You probably wouldn’t expect haute cuisine dishes, modern fusion, lavishly decorated plates, micro greens thoughtfully placed on top of the food, deconstructed complex dishes or fancy tableware at your granny’s and the same goes for the Purger Inn. For them it is all about that old school restaurateur philosophy and they take a great deal of pride in their home-style cooking.

Stepping into Purger, you are surrounded by the pervasive air of nostalgia. Peachy walls, large framed paintings, checkered tablecloths, dated decor, oak dining chairs, smiling staff in formal uniforms greeting you as if you’re an old loyal customer, and of course, we mustn’t forget the charismatic owner Mr. Stanko, always at your service, nipping about from one table to another, helping his guests with the menu, keeping everything under control. The whole scene is like a slice of history trapped in time.

The food is unpretentious and seamlessly adds up to the ambience. The portions are very generous in size and so is the menu. Whether it’s the daily menu with dishes such as Hungarian goulash, tripe with bacon, Croatian bean stew, Tafelspitz, stuffed green peppers, sarma, krvavice (blood sausages) with caramelized-onion mashed potatoes, various vegetables stews served with minced meat cutlet, or the extensive mains menu (with mainly meat dishes, schnitzels and such), the spirit of the good old North Croatian cuisine lives on. Everything on the menu is local and authentic and all the ingredients come from the local farms, even the meat. Mr.
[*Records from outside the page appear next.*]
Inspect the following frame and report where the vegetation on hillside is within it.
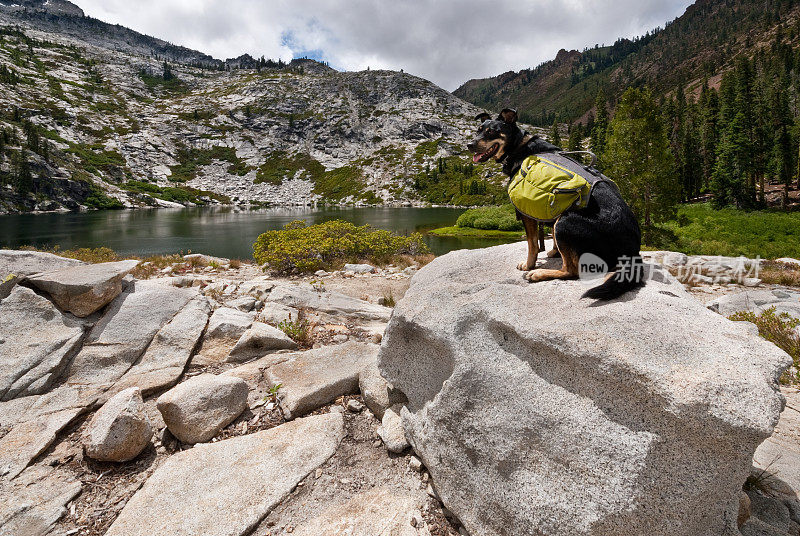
[605,88,680,243]
[253,220,430,273]
[650,203,800,259]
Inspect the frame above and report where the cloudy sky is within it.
[73,0,692,90]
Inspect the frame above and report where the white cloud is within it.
[75,0,692,90]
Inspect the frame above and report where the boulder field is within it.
[379,244,791,536]
[0,248,800,536]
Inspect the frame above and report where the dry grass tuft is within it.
[758,261,800,287]
[728,307,800,384]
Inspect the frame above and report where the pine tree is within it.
[699,80,719,191]
[605,88,680,243]
[567,123,583,151]
[550,120,561,147]
[589,90,608,158]
[768,78,794,208]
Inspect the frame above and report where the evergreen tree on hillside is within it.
[567,123,583,151]
[589,89,608,158]
[710,59,756,208]
[550,120,561,147]
[680,98,703,201]
[698,80,719,191]
[768,74,794,208]
[606,88,680,243]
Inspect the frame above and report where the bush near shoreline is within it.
[253,220,433,273]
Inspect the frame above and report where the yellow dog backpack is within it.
[508,151,613,222]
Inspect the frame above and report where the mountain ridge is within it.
[453,0,800,126]
[0,0,520,216]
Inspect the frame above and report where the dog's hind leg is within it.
[538,223,545,251]
[517,216,539,272]
[525,246,578,283]
[547,220,561,259]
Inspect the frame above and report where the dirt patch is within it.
[253,396,459,536]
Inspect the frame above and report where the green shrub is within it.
[278,311,311,346]
[253,220,430,273]
[456,204,523,231]
[728,307,800,383]
[664,203,800,259]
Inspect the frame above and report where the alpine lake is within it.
[0,206,515,259]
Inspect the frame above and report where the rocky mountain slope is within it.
[0,0,512,212]
[454,0,800,125]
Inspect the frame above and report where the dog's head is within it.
[467,108,523,164]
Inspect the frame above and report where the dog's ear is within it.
[497,108,517,125]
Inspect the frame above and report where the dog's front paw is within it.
[522,270,541,283]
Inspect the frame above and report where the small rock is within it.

Stanko insists that his chefs unequivocally stick to the traditional recipes; there is no room for modern fusion, experiments or any kind of change in the recipe.

And the interesting thing is that despite the fact that the Purger Inn relies heavily on the stability of tradition and is in no way a representative of the 2016 Croatian cuisine, they have an army of loyal customers. Purger Inn is appreciated among Croatian cultural, social and political elite, as well as among the common people. Everybody is welcome. “It’s a place for people with 1 kuna or 100 kuna in their pocket”, says Mr. Stanko.